Joseph Horowitz, Stetson Cybergroup
Cybersecurity 2024 – The Mission is Clear!
As we step into this new year, it's evident that the landscape of digital security has evolved significantly, presenting challenges that demand our immediate attention. Prior to the turn of the century, Hollywood began teasing the concept of computer hacking through well-known films like War Games (1983), Hackers (1995), and Independence Day (1996). These movies introduced audiences to the world of hacking, depicting both its positive and negative aspects. Fast forward to the 21st century, and we've seen an explosion of movies and documentaries focused on various forms of computer hacking. Today, with the prevalence of cybersecurity in Hollywood, daily news reports, and fiction, it's rare to find someone who hasn't heard the term -or worse- a person or organization who hasn’t been personally impacted by it.
Initially, hackers were either individuals or small groups targeting specific companies for personal gain. However, as time passed, we've witnessed the emergence of nation-states deploying armies of hackers to steal data, information, and money from a wide range of organizations. According to the Canadian Anti-Fraud Centre, there have been over 150,000 reports of fraud in Canada with over $600 million stolen since January 2021 and in the U.S. the 2023 FBI Internet Crime Report revealed staggering losses of over $12.5 billion. This is concerning, especially given the multitude of Federal and State regulations and frameworks surrounding cybersecurity and data protection.
So, how do we combat these threats and minimize our risks? In this session, we'll delve into Canadian regulations that demand our attention, as well as Cybersecurity frameworks designed to simplify the implementation of necessary controls. We'll shine a light on commonly overlooked areas of risk and explore proactive measures that organizations can take to mitigate the chances of falling victim to a cyberattack.
It’s 2024 where the urgency of cybersecurity is now mission critical. Will you accept this mission?

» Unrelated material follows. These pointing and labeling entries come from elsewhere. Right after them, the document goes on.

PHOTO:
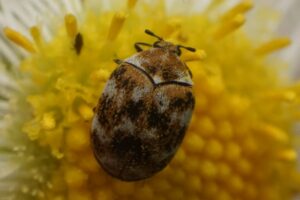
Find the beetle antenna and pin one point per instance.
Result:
(187, 48)
(152, 34)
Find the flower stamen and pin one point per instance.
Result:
(48, 121)
(228, 27)
(116, 25)
(71, 25)
(36, 34)
(131, 4)
(19, 39)
(240, 8)
(273, 45)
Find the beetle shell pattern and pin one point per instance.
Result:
(142, 115)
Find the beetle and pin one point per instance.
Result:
(143, 113)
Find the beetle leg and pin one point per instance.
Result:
(138, 45)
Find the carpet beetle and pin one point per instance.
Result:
(143, 112)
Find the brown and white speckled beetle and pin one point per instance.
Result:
(144, 111)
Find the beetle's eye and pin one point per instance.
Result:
(156, 44)
(178, 51)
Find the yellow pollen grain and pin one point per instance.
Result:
(48, 121)
(194, 143)
(242, 7)
(288, 96)
(19, 39)
(131, 4)
(85, 111)
(287, 155)
(101, 75)
(76, 139)
(273, 45)
(35, 34)
(75, 177)
(206, 126)
(208, 169)
(230, 26)
(116, 25)
(273, 133)
(194, 56)
(213, 149)
(71, 25)
(232, 151)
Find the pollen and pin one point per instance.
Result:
(273, 45)
(240, 143)
(229, 26)
(48, 121)
(242, 7)
(116, 25)
(71, 25)
(19, 39)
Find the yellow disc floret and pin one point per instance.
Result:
(239, 144)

Joe joined Stetson Cybergroup as the Director of Compliance and Audit in July of 2020. He spent most of his 25+ year career as a collaborative, results driven audit, risk, and compliance business partner who drives organizations to achieve measurable and attainable goals, as well as meeting compliance with most cybersecurity regulations.

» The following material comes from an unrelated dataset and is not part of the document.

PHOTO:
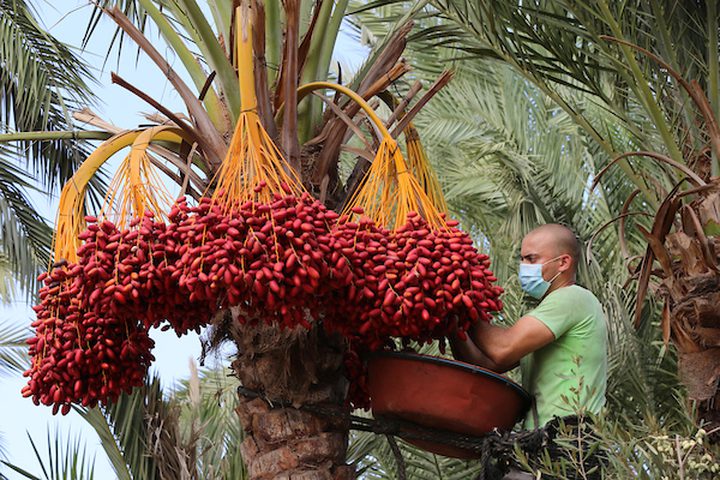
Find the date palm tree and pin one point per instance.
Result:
(653, 67)
(292, 46)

Joe has comprehensive experience in all aspects of auditing, specializing in technology and non-technology risks and controls for a wide range of industries. These industries include government, healthcare, technology, cable & communications, consumer electronics, legal, and management consulting.
Joe's certifications include Certified Internal Auditor (CIA), Certification in Risk Management Assurance (CRMA), Certified Information System Auditor (CISA), Certified Data Privacy Solutions Engineer (CDPSE), and Associate Certified Chief Information Security Officer (A-CCISO).
Joe is an active member of Information System and Controls Association (ISACA), International Information System Security Certification Consortium ((ISC)²), Association of Certified Fraud Examiners (ACFE), EC- Council, InfraGard (via FBI), and The Institute of Internal Auditors (IIA) where he is a board member for the Albany, NY chapter. Joe has a B.S. in Business, Management & Finance and A.A.S. in Accounting.